Yaklaşık 15 aylık bir aradan sonra merhaba dostlar..
Aslında biraz daha dinlenme ve ara vermeyi düşünüyordum. Bir iki küçük eleştiri ve Serhat başkan ile sohbetlerin ardından karar verdim ara sıra da olsa da. Bunun içinde İzmirli ile (Aslında Ceyhanlı) ile başlamak istedim.
Malumdur ben biraz detaycıyımdır ve bir şeyler yazmayı severim.
Bugünde sizlere bu güzelin hikâyesinden kısaca bahsedeceğim. Bu arada son 18 ay içerisinde hem diz, hem de bel fıtığı ameliyatı olduğum için fazla alan çalışması yapamadım(Tünek). yalıçapkını Ali Murtaza başkan ile daha önce yaptığımız birkaç alandan üç tanesini kontrol ettim ve çalışıyordu. Sonra bu güzeli çektiğim alana üs kurmaya karar verdim.

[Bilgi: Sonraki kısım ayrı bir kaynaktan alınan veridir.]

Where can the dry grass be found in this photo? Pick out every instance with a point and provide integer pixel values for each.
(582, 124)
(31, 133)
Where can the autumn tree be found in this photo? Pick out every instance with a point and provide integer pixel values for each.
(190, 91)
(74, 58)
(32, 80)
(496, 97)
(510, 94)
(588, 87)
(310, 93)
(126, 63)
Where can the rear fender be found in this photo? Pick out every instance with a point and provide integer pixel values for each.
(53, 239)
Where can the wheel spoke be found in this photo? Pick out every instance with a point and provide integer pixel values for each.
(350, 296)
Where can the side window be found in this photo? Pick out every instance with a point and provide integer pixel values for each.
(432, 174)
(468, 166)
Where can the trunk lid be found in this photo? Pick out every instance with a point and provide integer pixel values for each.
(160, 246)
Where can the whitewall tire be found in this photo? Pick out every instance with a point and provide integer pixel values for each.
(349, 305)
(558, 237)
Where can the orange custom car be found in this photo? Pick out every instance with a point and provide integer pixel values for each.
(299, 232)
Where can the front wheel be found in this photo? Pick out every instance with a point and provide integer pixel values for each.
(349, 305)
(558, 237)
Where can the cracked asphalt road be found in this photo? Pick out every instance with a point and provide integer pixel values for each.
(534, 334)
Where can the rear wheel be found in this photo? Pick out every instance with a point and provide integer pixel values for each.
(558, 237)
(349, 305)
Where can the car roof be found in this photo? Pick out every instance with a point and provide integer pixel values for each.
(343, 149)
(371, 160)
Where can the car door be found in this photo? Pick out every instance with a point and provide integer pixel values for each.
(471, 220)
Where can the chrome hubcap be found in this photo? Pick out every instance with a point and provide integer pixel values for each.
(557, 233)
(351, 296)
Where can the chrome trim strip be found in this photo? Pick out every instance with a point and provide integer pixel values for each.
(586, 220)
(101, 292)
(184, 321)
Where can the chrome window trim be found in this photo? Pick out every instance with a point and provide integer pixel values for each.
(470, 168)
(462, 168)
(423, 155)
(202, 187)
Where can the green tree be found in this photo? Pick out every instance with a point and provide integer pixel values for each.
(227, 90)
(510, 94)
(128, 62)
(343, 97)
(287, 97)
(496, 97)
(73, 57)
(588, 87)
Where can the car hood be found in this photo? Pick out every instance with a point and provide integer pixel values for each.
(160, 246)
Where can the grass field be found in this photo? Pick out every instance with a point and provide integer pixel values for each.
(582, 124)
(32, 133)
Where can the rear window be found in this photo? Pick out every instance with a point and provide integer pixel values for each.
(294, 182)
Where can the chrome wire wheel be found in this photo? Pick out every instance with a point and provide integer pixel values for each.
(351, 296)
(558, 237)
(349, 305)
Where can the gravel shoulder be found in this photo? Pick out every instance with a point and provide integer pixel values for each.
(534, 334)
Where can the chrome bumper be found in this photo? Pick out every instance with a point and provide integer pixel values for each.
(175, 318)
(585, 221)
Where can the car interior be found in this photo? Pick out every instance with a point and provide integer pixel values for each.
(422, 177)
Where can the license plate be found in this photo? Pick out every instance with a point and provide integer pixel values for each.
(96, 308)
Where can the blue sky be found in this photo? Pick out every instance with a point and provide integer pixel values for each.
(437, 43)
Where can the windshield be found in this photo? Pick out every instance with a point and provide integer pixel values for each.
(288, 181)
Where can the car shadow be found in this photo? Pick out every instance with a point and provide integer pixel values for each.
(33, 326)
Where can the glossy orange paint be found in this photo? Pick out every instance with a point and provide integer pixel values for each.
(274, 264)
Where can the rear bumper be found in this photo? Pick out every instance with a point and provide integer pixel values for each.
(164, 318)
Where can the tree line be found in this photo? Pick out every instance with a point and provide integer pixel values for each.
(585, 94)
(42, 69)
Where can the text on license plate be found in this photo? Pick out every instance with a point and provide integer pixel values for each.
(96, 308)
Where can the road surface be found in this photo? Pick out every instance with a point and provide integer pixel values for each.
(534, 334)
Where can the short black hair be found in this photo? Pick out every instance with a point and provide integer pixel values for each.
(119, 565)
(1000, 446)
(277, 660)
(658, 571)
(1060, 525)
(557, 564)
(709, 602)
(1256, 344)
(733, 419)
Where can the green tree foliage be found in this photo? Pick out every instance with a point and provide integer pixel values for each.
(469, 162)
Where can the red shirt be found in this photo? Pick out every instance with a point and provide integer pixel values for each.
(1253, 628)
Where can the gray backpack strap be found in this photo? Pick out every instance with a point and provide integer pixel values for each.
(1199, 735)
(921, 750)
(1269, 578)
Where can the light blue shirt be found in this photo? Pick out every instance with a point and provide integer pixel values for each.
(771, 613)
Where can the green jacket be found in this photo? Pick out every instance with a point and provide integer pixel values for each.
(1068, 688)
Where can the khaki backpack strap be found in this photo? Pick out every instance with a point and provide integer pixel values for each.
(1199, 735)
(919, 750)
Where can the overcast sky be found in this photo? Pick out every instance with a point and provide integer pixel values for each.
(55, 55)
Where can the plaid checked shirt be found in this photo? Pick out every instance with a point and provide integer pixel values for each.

Diğer 2 alanda bir iki misafir arkadaşı misafir ettim. Ancak Ali Murtaza başkan kırgın olduğu için hiçbir çalışmaya katılmadı. Bu arada kendisini büyük bir kaza geçirdi ve parmaklarının biri kaybetti ve diğerini kurtarmaya çalışıyorlar ve diğer ikisi için umutla bekliyor. Parmak uçları avuçlarının içine dikildi ve kurtarılmayı bekliyor. Kendisine bir kez daha acil şifalar diliyorum.
Neyse gelelim hikâyesine;
Misafirlerimiz gittikten sonra diğer alana geçtim. Aslında bu çekimlere Murat Demirtaşta katılacaktı. Ancak bazı sebeplerden dolayı son anda vazgeçti ve tek başıma gitmek zorunda kaldım. 5 gün üst üste aynı alanda karargâh kurdum. Diz sakat, bel sakat, göz sakat iyi kötü tünekleri kurdum ve alana yerleştim. Tam kuşlar hareketlenmeye başladı. Çadırın içinde kan ter içiresinde kalmış donuma kadar terlemişken, 2 Suriyeli çoban geldi çadırın yanına Sen kim? Napıyon burda? Kuş diyom anlamıyor, fotoğraf diyom anlamıyor, video diyom anlamıyor? Tabu bu arada Adanalıyım ya. Hem de çok kibar 7 ceddinin hatırını soruyor ve saydırıyorum. Çıktım dışarı kamerayı gösterdim. Anladılar uzaklaşmalarını istedim ve zorla da olsa uzaklaştırdım. Ama gittiler 20 metre ileride durum bağıra çağıra konuşuyorlar. Çapkınlar sürekli birbirlerine sesleniyorlar ve çağrı yapıyorlar. Tekrar çıktım ve daha da uzağa gitmelerini istedim. Neyse gittiler. Öğle arası verdim. Öğleden sonra saat 3 gibi tekrar bu kez ters tarafa geçtim. Tam çekim yapmaya başlayacağım bu kez bir pikap geldim. Hemşerim ne yapıyorsun burada bir çık hele dedi, Çıktım öndekilerle konuşurken kahveci beni tanıdı ve yaw bu bizim kuşçu abi. Tanıyoruz. Kısa hoşbeşten sonra onarda uzaklaştılar ve nihayet iki üç gün güzel güzel çekimler yaptım. Bu da o günlerden bir tanesine ait.
Beğenmeniz umuduyla ara sıra yükleyecek olsam da herkese yeniden merhaba.